Investing

15 Stocks Still Rising Against the Roaring Bear Market and the Coronavirus

It goes without saying that 2020 has been a very challenging year. The 11-year-old raging bull stock market over the course of a month has died and turned into a roaring bear market with the major equity indexes down over 30% so far from the top. The coronavirus is mostly to blame, along with an inconveniently timed oil price/share war with Russia and Saudi Arabia. Now we are in an insta-recession, in which suddenly millions of workers have nowhere to go for work, millions of businesses are on the ropes, schools are closed, and more U.S. states are ordering residents to shelter in place and not leave home.

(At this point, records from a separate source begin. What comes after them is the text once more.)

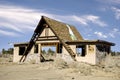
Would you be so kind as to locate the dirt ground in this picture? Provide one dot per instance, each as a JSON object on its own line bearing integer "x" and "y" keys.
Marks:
{"x": 60, "y": 70}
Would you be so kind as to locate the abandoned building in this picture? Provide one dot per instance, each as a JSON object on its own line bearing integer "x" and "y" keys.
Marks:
{"x": 67, "y": 41}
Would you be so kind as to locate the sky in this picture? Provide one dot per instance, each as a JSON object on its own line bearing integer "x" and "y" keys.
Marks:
{"x": 94, "y": 19}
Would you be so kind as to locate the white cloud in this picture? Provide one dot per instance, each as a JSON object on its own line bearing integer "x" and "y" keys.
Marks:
{"x": 7, "y": 33}
{"x": 117, "y": 12}
{"x": 100, "y": 34}
{"x": 110, "y": 1}
{"x": 114, "y": 32}
{"x": 86, "y": 19}
{"x": 20, "y": 20}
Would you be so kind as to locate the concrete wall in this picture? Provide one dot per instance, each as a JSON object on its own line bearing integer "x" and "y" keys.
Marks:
{"x": 90, "y": 56}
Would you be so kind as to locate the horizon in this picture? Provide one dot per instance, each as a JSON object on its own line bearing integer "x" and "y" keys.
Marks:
{"x": 94, "y": 19}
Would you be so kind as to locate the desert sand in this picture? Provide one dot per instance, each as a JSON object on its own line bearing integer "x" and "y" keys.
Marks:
{"x": 60, "y": 70}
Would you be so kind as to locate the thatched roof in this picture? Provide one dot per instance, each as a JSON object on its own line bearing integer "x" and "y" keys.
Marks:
{"x": 62, "y": 30}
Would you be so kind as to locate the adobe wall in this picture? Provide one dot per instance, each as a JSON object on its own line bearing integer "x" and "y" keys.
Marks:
{"x": 90, "y": 56}
{"x": 65, "y": 55}
{"x": 16, "y": 56}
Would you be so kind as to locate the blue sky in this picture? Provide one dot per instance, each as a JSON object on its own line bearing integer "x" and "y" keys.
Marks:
{"x": 94, "y": 19}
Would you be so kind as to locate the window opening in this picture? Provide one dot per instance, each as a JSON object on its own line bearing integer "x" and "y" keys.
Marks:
{"x": 21, "y": 50}
{"x": 80, "y": 49}
{"x": 36, "y": 48}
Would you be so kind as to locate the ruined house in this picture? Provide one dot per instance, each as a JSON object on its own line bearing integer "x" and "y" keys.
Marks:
{"x": 67, "y": 40}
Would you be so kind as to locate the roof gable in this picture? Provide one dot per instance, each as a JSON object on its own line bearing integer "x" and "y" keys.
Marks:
{"x": 62, "y": 31}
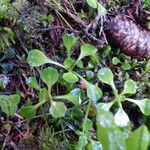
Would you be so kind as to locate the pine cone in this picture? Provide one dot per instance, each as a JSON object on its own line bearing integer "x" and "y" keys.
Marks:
{"x": 125, "y": 33}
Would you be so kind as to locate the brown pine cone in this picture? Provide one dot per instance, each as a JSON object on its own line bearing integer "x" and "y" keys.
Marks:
{"x": 125, "y": 33}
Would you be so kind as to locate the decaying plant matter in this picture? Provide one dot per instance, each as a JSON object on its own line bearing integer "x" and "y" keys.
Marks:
{"x": 133, "y": 39}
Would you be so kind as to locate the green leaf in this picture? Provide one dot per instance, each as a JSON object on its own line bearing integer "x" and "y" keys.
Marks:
{"x": 69, "y": 62}
{"x": 105, "y": 75}
{"x": 73, "y": 96}
{"x": 94, "y": 92}
{"x": 70, "y": 77}
{"x": 87, "y": 50}
{"x": 121, "y": 118}
{"x": 82, "y": 142}
{"x": 87, "y": 125}
{"x": 9, "y": 103}
{"x": 69, "y": 41}
{"x": 94, "y": 145}
{"x": 143, "y": 104}
{"x": 139, "y": 139}
{"x": 92, "y": 3}
{"x": 58, "y": 109}
{"x": 50, "y": 76}
{"x": 32, "y": 82}
{"x": 37, "y": 58}
{"x": 105, "y": 106}
{"x": 101, "y": 10}
{"x": 43, "y": 95}
{"x": 89, "y": 74}
{"x": 28, "y": 112}
{"x": 126, "y": 66}
{"x": 116, "y": 61}
{"x": 130, "y": 87}
{"x": 108, "y": 133}
{"x": 80, "y": 64}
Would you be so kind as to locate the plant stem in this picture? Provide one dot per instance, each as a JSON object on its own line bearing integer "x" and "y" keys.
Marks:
{"x": 86, "y": 116}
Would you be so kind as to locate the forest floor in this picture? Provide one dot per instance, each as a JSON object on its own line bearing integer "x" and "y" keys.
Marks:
{"x": 74, "y": 74}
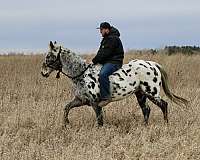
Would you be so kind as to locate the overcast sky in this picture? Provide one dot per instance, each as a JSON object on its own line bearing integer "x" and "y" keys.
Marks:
{"x": 31, "y": 24}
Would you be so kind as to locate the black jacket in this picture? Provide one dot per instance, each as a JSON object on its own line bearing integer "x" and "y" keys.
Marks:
{"x": 111, "y": 49}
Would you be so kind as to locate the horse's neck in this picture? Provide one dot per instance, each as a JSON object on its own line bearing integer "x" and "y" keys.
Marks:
{"x": 73, "y": 64}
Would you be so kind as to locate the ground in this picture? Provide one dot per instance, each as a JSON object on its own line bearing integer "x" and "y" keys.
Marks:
{"x": 31, "y": 112}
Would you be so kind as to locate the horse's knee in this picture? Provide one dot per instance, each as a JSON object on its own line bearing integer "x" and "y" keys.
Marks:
{"x": 99, "y": 115}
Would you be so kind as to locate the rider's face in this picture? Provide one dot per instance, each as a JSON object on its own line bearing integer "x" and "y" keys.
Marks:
{"x": 104, "y": 31}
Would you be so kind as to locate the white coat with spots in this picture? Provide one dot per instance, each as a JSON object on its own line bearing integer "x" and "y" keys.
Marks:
{"x": 139, "y": 77}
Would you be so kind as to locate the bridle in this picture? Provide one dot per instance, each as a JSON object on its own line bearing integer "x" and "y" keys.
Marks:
{"x": 57, "y": 65}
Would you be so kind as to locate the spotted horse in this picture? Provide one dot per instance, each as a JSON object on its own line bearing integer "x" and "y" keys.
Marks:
{"x": 139, "y": 77}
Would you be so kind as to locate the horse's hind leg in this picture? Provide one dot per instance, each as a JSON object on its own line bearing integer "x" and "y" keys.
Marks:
{"x": 142, "y": 100}
{"x": 76, "y": 102}
{"x": 162, "y": 104}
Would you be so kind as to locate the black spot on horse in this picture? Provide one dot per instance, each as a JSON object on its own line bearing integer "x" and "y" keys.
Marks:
{"x": 124, "y": 72}
{"x": 116, "y": 74}
{"x": 129, "y": 92}
{"x": 154, "y": 91}
{"x": 137, "y": 68}
{"x": 155, "y": 72}
{"x": 143, "y": 65}
{"x": 144, "y": 83}
{"x": 94, "y": 79}
{"x": 93, "y": 84}
{"x": 93, "y": 95}
{"x": 116, "y": 84}
{"x": 148, "y": 63}
{"x": 98, "y": 95}
{"x": 89, "y": 86}
{"x": 148, "y": 89}
{"x": 158, "y": 66}
{"x": 132, "y": 84}
{"x": 128, "y": 70}
{"x": 154, "y": 79}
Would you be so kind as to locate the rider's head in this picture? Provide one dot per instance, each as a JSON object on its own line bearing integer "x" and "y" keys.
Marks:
{"x": 104, "y": 28}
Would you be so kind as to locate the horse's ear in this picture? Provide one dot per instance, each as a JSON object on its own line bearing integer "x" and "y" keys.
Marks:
{"x": 51, "y": 46}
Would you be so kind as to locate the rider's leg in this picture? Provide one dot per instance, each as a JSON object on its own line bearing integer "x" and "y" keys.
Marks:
{"x": 106, "y": 70}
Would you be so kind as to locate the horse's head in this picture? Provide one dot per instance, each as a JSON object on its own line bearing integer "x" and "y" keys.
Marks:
{"x": 52, "y": 60}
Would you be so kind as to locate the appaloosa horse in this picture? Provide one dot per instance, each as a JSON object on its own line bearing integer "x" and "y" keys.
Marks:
{"x": 139, "y": 77}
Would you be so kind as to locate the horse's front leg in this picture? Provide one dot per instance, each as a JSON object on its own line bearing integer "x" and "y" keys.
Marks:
{"x": 76, "y": 102}
{"x": 99, "y": 114}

While the news is all bad, there still managed to be some stock winners holding their own in 2020. It may seem hard to worry about stocks and sectors, but what is so unimpressive about a winning company at this time is that the week of March 19, 2020, was the worst week for the major indexes since the financial crisis of 2008, and now all of President Trump’s touted stock market gains have vanished.

Stocks sold off by 4% on Friday with very few investors expecting anything but bad news over the weekend, and that made for a weekly loss of 15% for the S&P 500 and a loss of 17% for the Dow Jones industrials. Even the bond market has been in disarra,y with the Federal Reserve making broad efforts to stabilize the yield curve and to increase collateral for the banks to maintain liquidity.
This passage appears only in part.